Trump's Fed pick has sparked a gold and silver meltdown
Yoray Liberman/Getty Images
- Silver and gold plummeted on Friday. Stocks also pulled back sharply.
- Gold dropped 12% while silver plunged 30%, as traders reacted to Trump's pick for Fed chief.
- Kevin Warsh's nomination boosted the dollar and took the wind out of the debasement trade.
The yearlong party in precious metals looks like it might be coming to an end.
The blistering rally that's pushed gold and silver to a series of all-time highs in the last 12 months saw a brutal reversal on Friday as markets reacted to Donald Trump's pick to run the Federal Reserve.
Gold, which is still up by about 65 % in the last year, dropped 12% to trade around $4,786 an ounce. It marks the worst single-day loss for gold in more than a decade.
Silver, which had far outpaced gold's gain in the last year, plunged as much as 32% to trade around $80 an ounce, the worst loss for the metal since 1980.
Kevin Warsh, a former Fed Governor, will replace Jerome Powell this year if confirmed by the Senate. The news sent metals tumbling on Friday as investors repriced their outlook for monetary policy and the so-called debasement trade that's helped gold's record-setting rally took a hit.
US stocks, which hit record highs earlier this week, also continued to pull back on the news. The tech-heavy Nasdaq Composite dropped more than 1%, while the S&P 500 retreated further from 7,000, the key psychological threshold it surpassed for the first time ever this week.
Here's where US indexes stood 4 p.m. ET closing bell on Friday:
- S&P 500: 6,939.03, down 0.43%
- Dow Jones Industrial Average: 48,892.47, down 0.36% (-179.09 points)
- Nasdaq 100: 25,552.39, down 1.28%
Markets have been worried for months about Trump's Fed pick, as it was believed that Trump would plug in a new Fed chief to aggressively lower interest rates and help his big affordability push.
That's pushed down the value of the US dollar, one trend that's made precious metals more attractive over the past year.
But Warsh, who moved to the front of the line in Trump's Fed Chair search in recent weeks, is considered more hawkish and likely to preserve the Fed's independence.
That last point—that Trump could use his nominee to wrest control of the central bank—has been a big driver of the debasement trade, which has boosted gold and hurt the dollar over the last year.
The US Dollar Index, which has declined 11% in 12 months, spiked shortly after Trump announced his Fed Chair pick on Truth Social, climbing nearly 1% by Friday afternoon.
The dollar's surge appeared to jump-start the sell-off in metals, Art Hogan, the chief market strategist at B. Riley Wealth Management, told Business Insider.

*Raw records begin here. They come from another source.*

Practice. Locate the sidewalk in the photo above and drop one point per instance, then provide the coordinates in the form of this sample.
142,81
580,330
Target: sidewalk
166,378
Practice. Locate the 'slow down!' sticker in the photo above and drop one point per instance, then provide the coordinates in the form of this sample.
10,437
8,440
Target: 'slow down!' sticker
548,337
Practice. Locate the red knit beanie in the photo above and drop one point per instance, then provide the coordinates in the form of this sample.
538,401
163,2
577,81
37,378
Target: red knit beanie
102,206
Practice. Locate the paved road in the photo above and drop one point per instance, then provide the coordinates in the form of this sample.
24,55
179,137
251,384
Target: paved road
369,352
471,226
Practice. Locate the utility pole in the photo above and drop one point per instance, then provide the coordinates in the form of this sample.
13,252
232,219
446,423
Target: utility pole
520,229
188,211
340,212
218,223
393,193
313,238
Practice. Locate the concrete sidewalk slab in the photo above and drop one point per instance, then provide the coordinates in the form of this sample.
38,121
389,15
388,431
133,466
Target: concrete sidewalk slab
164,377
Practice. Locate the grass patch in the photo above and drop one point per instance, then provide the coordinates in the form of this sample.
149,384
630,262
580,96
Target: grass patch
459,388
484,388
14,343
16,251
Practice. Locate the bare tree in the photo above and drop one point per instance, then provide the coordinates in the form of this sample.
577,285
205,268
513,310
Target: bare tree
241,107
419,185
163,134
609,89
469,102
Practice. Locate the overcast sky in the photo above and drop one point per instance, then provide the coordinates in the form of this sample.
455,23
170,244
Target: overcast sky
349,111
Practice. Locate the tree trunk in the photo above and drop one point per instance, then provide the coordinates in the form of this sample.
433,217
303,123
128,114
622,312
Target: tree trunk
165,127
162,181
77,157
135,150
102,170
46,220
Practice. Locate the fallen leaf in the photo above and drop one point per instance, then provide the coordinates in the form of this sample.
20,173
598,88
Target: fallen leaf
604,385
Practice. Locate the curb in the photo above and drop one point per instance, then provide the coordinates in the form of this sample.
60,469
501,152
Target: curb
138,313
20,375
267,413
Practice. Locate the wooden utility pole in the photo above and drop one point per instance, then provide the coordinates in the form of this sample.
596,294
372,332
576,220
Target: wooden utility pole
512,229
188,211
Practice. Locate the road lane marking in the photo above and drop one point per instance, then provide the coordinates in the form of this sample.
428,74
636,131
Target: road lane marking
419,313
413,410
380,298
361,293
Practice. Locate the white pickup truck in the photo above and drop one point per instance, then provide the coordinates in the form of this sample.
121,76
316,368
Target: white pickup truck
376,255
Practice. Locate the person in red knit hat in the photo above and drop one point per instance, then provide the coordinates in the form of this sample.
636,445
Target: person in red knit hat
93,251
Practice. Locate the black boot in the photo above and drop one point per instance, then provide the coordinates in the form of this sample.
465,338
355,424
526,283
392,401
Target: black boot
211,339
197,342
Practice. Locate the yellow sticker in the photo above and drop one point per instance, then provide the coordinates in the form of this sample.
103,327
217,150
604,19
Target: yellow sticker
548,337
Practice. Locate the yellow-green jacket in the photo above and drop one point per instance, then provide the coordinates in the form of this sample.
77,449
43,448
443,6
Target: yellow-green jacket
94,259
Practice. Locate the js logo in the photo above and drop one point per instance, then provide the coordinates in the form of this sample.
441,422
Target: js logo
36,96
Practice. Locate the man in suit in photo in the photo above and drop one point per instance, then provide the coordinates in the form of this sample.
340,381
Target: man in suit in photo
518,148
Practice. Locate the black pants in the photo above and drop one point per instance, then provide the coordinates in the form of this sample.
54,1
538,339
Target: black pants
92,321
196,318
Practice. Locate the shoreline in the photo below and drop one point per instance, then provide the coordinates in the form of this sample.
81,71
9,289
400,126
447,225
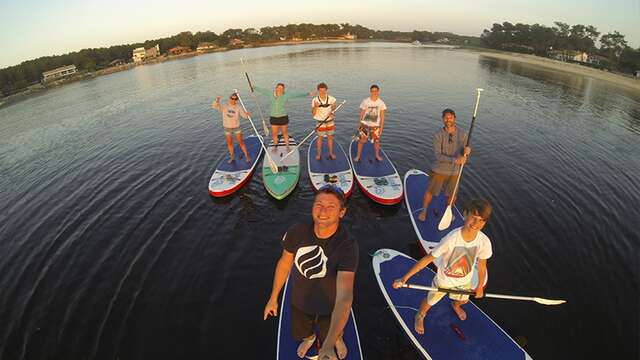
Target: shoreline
627,82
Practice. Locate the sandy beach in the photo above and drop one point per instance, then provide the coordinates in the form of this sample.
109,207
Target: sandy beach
620,80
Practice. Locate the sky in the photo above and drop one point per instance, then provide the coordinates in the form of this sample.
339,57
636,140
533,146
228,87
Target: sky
30,28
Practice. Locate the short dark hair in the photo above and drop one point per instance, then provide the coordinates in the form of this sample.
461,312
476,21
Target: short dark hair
335,191
448,111
480,207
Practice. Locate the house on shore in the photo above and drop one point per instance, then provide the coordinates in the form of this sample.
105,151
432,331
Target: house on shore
152,52
58,73
179,50
206,46
116,62
349,36
139,54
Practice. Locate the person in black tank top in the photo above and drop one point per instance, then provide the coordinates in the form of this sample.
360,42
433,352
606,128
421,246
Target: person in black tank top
321,260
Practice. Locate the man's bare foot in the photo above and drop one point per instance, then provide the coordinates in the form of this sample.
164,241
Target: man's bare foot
423,215
341,348
419,323
462,315
305,345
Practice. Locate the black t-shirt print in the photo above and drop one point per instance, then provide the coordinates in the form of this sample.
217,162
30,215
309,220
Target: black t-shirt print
316,265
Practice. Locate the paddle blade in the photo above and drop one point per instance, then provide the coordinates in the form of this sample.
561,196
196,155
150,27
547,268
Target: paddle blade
445,222
548,301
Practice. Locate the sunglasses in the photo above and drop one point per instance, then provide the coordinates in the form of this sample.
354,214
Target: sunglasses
332,188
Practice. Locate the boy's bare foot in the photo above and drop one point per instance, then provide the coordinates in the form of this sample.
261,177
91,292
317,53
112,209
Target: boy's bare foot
423,215
305,345
462,315
419,323
341,348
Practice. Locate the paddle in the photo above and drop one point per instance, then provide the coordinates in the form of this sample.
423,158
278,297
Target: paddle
272,164
314,130
445,222
264,124
542,301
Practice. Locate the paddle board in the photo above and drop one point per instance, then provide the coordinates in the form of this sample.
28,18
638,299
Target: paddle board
230,177
379,180
282,183
325,171
446,337
415,185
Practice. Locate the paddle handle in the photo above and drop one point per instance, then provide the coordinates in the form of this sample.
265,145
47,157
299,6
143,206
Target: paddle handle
473,119
495,296
254,128
473,122
313,131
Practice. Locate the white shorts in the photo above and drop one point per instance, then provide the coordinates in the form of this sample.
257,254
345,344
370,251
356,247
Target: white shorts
434,296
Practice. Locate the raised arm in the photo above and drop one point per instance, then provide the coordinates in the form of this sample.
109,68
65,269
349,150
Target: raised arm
341,310
482,275
279,278
216,104
437,150
421,264
263,91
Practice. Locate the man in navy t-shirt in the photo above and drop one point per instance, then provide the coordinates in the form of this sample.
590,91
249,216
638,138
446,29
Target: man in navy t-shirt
324,260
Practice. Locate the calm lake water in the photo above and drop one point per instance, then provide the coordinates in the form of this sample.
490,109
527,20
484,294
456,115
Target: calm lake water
113,249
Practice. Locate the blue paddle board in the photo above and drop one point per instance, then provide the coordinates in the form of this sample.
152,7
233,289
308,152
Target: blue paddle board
379,180
446,337
230,177
288,346
415,185
326,171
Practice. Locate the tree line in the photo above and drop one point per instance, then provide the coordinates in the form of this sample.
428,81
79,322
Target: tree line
542,40
17,78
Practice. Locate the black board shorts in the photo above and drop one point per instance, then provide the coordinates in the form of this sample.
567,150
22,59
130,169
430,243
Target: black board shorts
303,325
279,120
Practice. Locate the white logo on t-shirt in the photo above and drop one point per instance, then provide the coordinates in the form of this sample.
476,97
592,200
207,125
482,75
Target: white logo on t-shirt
314,266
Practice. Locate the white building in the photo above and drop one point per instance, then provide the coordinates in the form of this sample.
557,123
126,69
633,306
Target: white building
58,73
206,46
139,54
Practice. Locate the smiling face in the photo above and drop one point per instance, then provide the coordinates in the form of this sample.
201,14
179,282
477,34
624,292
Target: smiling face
473,221
327,210
375,93
279,89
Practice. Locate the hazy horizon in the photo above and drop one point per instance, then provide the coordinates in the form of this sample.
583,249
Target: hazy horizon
60,27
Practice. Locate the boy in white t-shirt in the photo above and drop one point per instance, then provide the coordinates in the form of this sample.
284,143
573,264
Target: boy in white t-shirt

"You knew there was going to be some trigger that would cause a bit of a technical pullback," he said, adding that investors were eager to take profits after the parabolic move in metals over the last 12 months.
José Torres, a senior economist at Interactive Brokers, described the sell-off in metals as a "knee-jerk reaction" to Trump's Fed Chair pick. It's also natural for metals to pull back given the significant move to the upside in recent months, much of which was fueled by hype and speculation, he said.
"What President Trump wants is a dove. However, Warsh historically is an inflation hawk. I think there's a lot of confusion going on right now in terms of what kind of Warsh we're going to get at the Fed," he told Business Insider, pointing to the move in the dollar and precious metals.
"Okay, maybe the central bank is not going to be as loose as it might have been under perhaps Kevin Hassett," he added of the market's thinking.
David Rosenberg, an economist and the founder of Rosenberg Research, noted that Warsh's nomination could have caused some investors to reverse course on the debasement trade, in which investors scoop up hard assets like gold and silver out of concern that the US dollar is at risk from macro forces including higher inflation, chaotic trade policy, and a politicized central bank.
"The market reaction so far points to 'less dovish' and more 'orthodox expectations, with independence fears easing at the margin. There is some unwinding in the so-called debasement trade," Rosenberg wrote in a note to clients on Friday.
Hogan said it was too early to tell whether the debasement trade was truly unwinding, though the reaction on Friday suggested some investors were moving in that direction.
"It's understandable that you're going to get a pretty abrupt reaction when the pressures turn around," he said of the move, speculating that metals could drop further.